China has been battling the spread of infection that has surpassed the global reach of the Severe Acute Respiratory Syndrome (SARS) outbreak of 2002-03.
Authorities suspect the disease originated in a wild animal market in the central city of Wuhan, and told the World Health Organisation about the new virus on the last day of 2019.
A day later, eight people were punished by police after claiming online that Wuhan was in the grip of a fresh SARS outbreak.
The group were reprimanded for “publishing or forwarding false information on the internet without verification”, a police statement at the time said. But Supreme Court judge Tang Xinghua wrote Wednesday that officers should have been more lenient.

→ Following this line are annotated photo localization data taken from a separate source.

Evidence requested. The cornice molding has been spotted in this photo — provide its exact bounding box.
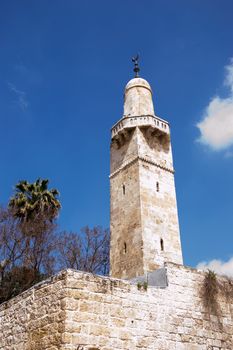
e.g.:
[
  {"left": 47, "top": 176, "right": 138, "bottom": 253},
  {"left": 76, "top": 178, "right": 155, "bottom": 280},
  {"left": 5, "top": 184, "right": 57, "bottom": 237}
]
[{"left": 109, "top": 156, "right": 175, "bottom": 179}]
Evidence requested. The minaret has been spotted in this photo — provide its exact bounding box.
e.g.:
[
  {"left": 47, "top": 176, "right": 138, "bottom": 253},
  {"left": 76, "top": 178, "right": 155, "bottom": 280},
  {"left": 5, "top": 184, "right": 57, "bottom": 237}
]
[{"left": 110, "top": 57, "right": 183, "bottom": 278}]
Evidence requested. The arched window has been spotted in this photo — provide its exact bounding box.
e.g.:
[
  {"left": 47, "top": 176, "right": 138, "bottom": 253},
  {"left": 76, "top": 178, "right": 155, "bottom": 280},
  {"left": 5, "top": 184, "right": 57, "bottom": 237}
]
[{"left": 160, "top": 238, "right": 164, "bottom": 252}]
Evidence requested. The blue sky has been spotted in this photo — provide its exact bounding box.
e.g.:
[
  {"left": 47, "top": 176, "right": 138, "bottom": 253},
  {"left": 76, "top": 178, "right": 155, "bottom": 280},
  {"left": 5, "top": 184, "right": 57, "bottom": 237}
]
[{"left": 0, "top": 0, "right": 233, "bottom": 266}]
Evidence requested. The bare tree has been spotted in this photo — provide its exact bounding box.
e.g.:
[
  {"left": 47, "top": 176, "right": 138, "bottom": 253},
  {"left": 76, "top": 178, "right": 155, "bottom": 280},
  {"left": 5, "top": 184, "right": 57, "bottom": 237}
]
[
  {"left": 0, "top": 209, "right": 56, "bottom": 302},
  {"left": 58, "top": 226, "right": 110, "bottom": 275}
]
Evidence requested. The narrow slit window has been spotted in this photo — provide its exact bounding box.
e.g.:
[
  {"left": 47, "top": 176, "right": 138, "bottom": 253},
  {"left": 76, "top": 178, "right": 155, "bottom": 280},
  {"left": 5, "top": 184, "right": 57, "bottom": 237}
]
[{"left": 160, "top": 238, "right": 164, "bottom": 252}]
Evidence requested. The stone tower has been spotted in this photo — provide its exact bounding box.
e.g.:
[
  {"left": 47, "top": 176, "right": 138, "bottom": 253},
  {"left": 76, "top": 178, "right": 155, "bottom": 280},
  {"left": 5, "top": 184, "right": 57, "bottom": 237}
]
[{"left": 110, "top": 71, "right": 183, "bottom": 278}]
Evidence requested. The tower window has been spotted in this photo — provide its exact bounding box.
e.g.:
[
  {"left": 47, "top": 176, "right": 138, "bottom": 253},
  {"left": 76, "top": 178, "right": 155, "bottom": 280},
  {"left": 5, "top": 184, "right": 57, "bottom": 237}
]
[{"left": 160, "top": 238, "right": 164, "bottom": 252}]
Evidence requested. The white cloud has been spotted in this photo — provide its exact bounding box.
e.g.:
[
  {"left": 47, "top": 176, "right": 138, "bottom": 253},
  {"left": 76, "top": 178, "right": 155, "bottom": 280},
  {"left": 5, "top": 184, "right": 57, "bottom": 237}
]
[
  {"left": 8, "top": 83, "right": 29, "bottom": 111},
  {"left": 197, "top": 59, "right": 233, "bottom": 150},
  {"left": 197, "top": 258, "right": 233, "bottom": 278}
]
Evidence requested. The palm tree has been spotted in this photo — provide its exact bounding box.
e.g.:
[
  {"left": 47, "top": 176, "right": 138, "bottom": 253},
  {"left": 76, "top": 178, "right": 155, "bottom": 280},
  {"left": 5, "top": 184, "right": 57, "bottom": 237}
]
[{"left": 9, "top": 178, "right": 61, "bottom": 221}]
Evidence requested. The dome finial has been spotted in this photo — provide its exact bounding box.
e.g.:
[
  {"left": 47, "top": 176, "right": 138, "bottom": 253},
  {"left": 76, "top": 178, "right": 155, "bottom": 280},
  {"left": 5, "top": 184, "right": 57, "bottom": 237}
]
[{"left": 132, "top": 54, "right": 140, "bottom": 78}]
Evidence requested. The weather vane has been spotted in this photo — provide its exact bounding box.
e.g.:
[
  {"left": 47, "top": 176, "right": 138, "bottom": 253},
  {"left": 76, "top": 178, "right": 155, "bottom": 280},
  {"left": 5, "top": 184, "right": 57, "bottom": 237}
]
[{"left": 132, "top": 54, "right": 140, "bottom": 78}]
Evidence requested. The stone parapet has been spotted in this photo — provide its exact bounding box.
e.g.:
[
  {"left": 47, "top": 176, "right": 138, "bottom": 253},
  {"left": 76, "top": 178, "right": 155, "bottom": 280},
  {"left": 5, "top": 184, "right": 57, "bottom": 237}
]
[
  {"left": 111, "top": 115, "right": 170, "bottom": 140},
  {"left": 0, "top": 263, "right": 233, "bottom": 350}
]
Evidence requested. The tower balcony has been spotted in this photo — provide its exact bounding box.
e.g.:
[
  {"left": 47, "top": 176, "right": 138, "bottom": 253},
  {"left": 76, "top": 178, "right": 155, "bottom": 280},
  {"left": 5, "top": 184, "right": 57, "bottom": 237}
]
[{"left": 111, "top": 115, "right": 170, "bottom": 140}]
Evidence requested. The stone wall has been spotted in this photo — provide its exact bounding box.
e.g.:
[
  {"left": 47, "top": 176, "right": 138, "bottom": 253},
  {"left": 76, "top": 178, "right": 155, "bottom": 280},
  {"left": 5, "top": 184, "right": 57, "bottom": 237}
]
[
  {"left": 0, "top": 264, "right": 233, "bottom": 350},
  {"left": 0, "top": 272, "right": 67, "bottom": 350}
]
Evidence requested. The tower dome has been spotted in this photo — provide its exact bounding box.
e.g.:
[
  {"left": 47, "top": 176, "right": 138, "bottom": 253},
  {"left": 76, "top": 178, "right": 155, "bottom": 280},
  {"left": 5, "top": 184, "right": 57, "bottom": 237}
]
[{"left": 124, "top": 77, "right": 154, "bottom": 116}]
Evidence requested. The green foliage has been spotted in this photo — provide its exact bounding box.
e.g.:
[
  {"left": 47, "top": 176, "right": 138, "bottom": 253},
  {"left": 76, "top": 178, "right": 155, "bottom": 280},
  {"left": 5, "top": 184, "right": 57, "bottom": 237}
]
[{"left": 9, "top": 178, "right": 61, "bottom": 221}]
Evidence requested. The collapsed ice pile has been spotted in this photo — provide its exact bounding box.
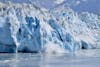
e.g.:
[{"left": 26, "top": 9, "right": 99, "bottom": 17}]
[{"left": 0, "top": 3, "right": 100, "bottom": 53}]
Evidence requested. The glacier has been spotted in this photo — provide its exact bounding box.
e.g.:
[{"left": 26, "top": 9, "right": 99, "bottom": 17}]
[{"left": 0, "top": 2, "right": 100, "bottom": 53}]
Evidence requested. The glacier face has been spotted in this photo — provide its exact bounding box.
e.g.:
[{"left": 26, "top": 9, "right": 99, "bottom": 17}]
[{"left": 0, "top": 3, "right": 100, "bottom": 53}]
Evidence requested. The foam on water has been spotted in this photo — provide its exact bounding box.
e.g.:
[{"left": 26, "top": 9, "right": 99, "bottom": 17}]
[{"left": 0, "top": 2, "right": 100, "bottom": 53}]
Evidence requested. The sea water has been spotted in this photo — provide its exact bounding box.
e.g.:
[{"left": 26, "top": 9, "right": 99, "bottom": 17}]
[{"left": 0, "top": 49, "right": 100, "bottom": 67}]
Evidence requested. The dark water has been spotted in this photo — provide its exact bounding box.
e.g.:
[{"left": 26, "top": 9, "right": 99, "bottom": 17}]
[{"left": 0, "top": 49, "right": 100, "bottom": 67}]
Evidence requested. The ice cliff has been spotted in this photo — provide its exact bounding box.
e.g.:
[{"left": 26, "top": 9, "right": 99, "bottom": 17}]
[{"left": 0, "top": 3, "right": 100, "bottom": 53}]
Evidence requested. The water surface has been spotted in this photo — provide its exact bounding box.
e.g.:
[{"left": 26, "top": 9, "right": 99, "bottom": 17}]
[{"left": 0, "top": 49, "right": 100, "bottom": 67}]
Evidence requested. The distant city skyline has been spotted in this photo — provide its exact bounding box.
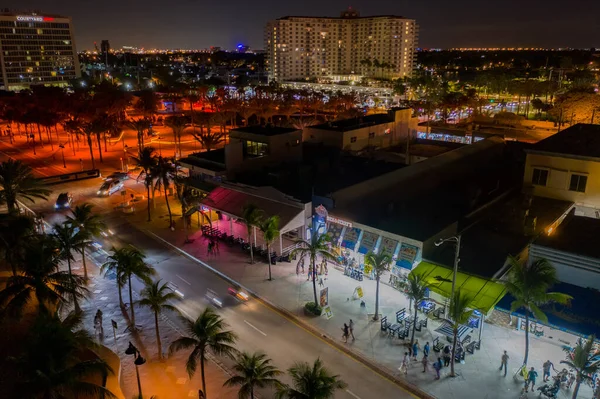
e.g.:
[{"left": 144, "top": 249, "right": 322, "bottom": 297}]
[{"left": 3, "top": 0, "right": 600, "bottom": 50}]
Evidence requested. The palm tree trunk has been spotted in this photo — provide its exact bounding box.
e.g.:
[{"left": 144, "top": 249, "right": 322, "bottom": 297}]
[
  {"left": 154, "top": 312, "right": 162, "bottom": 359},
  {"left": 163, "top": 185, "right": 173, "bottom": 228},
  {"left": 81, "top": 247, "right": 88, "bottom": 281},
  {"left": 523, "top": 310, "right": 529, "bottom": 365},
  {"left": 200, "top": 353, "right": 208, "bottom": 399},
  {"left": 450, "top": 328, "right": 458, "bottom": 377},
  {"left": 373, "top": 275, "right": 379, "bottom": 321},
  {"left": 146, "top": 186, "right": 152, "bottom": 222},
  {"left": 128, "top": 274, "right": 135, "bottom": 328},
  {"left": 86, "top": 134, "right": 96, "bottom": 169},
  {"left": 311, "top": 256, "right": 319, "bottom": 305}
]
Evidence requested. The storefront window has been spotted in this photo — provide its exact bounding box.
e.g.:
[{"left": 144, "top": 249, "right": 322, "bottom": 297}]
[{"left": 246, "top": 140, "right": 269, "bottom": 157}]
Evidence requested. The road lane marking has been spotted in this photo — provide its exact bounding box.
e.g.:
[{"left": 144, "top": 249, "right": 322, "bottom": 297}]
[
  {"left": 175, "top": 274, "right": 192, "bottom": 286},
  {"left": 346, "top": 389, "right": 360, "bottom": 399},
  {"left": 141, "top": 230, "right": 419, "bottom": 399},
  {"left": 244, "top": 320, "right": 268, "bottom": 336}
]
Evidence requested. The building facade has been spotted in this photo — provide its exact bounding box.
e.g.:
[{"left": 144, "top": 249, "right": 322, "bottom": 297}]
[
  {"left": 265, "top": 9, "right": 418, "bottom": 81},
  {"left": 0, "top": 12, "right": 81, "bottom": 90}
]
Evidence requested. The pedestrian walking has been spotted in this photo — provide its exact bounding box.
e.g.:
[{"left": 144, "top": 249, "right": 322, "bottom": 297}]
[
  {"left": 342, "top": 323, "right": 349, "bottom": 342},
  {"left": 542, "top": 360, "right": 556, "bottom": 382},
  {"left": 433, "top": 357, "right": 442, "bottom": 380},
  {"left": 525, "top": 367, "right": 537, "bottom": 392},
  {"left": 413, "top": 339, "right": 419, "bottom": 360},
  {"left": 498, "top": 351, "right": 508, "bottom": 377},
  {"left": 444, "top": 345, "right": 452, "bottom": 367},
  {"left": 400, "top": 352, "right": 410, "bottom": 375}
]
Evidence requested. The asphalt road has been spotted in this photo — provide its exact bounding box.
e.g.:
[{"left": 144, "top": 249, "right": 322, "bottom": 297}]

“If the public had believed these ‘rumours’ at the time, and carried out measures like wearing masks, strictly disinfecting and avoiding wildlife markets... it might have been a good thing,” he said.
Tang said the indiscriminate crackdown on online rumours could have “become negative textbook material for weakening public trust in the government” or a “vicious event” eroding support for the Communist party. Wuhan police responded in a post on the social media platform Weibo that they had only given “education and criticism” to the eight and had not meted out harsher punishment such as “warnings, fines, or detention.” But some users were unhappy with the reply, with one demanding the police apologise and asking: “Is it so hard to acknowledge you have done wrong?” The novel coronavirus outbreak has killed at least 200 people and infected around 9,000 others. Authorities in Wuhan have already been criticised online for withholding information about the infection until the end of last year, despite knowing about the new illness weeks earlier.